Littlewood's First Principle states that:
If $E$ is a Lebesgue measurable set with $m(E)<\infty$, then for all $\epsilon>0$ there exists a finite collection of open intervals $\{I_1,I_2,\ldots,I_N\}$ such that $m(E \Delta \bigcup_{n=1}^N I_n)<\epsilon$.
My question is:
Can we take the intervals $I_n$ to be pairwise disjoint? And in that case, what do we need to change in the proof?
If $\epsilon>0$ ,there exists a covering with open intervals $\{I_n\}_{n \in \Bbb{N}}$ of $E$ such that $m(E) \leq m( \bigcup_nI_n)\leq \sum_{n=1}^{\infty}m(I_n)< m(E)+\epsilon$
The set $ \bigcup_nI_n$ is open so it can be written as a disjoint union of open intervals.

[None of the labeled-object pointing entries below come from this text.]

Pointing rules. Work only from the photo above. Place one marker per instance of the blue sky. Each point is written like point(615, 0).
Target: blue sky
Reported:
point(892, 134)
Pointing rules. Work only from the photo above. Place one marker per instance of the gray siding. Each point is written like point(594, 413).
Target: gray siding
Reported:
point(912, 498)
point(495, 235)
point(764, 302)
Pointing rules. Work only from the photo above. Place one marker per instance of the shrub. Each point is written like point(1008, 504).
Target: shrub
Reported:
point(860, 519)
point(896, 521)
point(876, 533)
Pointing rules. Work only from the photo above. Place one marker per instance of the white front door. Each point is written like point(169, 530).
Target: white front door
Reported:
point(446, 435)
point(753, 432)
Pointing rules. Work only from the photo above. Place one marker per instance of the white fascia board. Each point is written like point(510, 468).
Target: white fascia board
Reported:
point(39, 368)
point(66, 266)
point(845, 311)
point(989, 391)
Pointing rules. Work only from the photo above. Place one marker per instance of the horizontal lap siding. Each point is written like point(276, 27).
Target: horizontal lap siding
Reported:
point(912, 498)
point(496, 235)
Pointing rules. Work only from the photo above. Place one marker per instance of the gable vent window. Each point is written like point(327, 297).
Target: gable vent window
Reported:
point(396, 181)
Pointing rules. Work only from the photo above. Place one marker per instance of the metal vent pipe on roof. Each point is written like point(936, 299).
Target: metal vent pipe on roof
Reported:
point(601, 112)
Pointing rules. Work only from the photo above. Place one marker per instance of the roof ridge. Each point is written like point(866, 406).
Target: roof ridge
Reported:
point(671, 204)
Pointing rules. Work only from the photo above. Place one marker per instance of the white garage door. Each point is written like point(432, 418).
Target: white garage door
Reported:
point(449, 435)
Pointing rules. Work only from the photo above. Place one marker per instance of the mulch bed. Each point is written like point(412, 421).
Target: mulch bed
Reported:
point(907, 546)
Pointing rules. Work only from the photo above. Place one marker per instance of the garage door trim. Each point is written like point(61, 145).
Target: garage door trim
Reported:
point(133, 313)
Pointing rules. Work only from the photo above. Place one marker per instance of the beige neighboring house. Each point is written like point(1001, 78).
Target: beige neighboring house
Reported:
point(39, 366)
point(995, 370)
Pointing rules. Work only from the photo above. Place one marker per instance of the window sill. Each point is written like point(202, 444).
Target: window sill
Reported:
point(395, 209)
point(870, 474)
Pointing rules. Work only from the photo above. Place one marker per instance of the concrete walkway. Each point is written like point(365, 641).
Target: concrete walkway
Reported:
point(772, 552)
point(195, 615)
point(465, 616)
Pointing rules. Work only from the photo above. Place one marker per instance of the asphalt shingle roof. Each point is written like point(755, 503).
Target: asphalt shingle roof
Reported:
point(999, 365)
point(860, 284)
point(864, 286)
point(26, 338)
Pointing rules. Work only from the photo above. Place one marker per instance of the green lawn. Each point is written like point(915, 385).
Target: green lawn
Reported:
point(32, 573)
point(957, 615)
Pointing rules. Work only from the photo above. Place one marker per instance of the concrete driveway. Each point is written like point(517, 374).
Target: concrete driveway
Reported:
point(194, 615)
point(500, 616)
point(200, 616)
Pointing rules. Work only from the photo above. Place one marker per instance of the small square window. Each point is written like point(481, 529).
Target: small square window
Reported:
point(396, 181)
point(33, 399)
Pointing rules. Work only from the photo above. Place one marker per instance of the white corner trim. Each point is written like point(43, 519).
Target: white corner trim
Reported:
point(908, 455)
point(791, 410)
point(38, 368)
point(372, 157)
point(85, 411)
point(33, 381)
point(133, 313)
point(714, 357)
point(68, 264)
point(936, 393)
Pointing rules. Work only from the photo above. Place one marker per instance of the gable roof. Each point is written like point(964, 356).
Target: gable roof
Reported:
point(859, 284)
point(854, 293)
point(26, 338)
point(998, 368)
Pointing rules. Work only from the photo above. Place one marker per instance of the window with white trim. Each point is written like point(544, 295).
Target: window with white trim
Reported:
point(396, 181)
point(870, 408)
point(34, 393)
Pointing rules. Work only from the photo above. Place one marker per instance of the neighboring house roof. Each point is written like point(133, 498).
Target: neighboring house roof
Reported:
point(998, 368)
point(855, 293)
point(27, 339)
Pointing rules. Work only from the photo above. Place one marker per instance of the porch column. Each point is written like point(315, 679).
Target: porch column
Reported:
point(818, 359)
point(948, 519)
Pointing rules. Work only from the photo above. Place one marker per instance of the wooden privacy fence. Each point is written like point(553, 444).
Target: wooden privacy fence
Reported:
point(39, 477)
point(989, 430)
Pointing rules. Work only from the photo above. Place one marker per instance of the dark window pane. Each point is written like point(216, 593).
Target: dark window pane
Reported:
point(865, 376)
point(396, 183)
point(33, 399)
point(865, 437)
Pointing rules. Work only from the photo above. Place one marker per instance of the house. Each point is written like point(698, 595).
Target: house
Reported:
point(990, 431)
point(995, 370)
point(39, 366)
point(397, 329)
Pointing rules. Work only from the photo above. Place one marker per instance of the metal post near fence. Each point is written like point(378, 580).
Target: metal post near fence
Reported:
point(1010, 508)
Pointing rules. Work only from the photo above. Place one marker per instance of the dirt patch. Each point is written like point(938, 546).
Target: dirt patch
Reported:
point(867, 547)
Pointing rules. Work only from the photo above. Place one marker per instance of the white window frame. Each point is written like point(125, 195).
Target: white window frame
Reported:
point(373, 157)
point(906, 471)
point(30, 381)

So $\bigcup_nI_n=\bigcup_nJ_n$ where $J_n$ are disjoint open intervals.
So we have that $$m(E)+ \epsilon > m(\bigcup_nI_n)=m(\bigcup_nJ_n)=\sum_nm(J_n)$$
Note that $\{J_n\}_{n \in \Bbb{N}}$ also is a covering of $E$.
Then you can proceed as in the rest of the proof.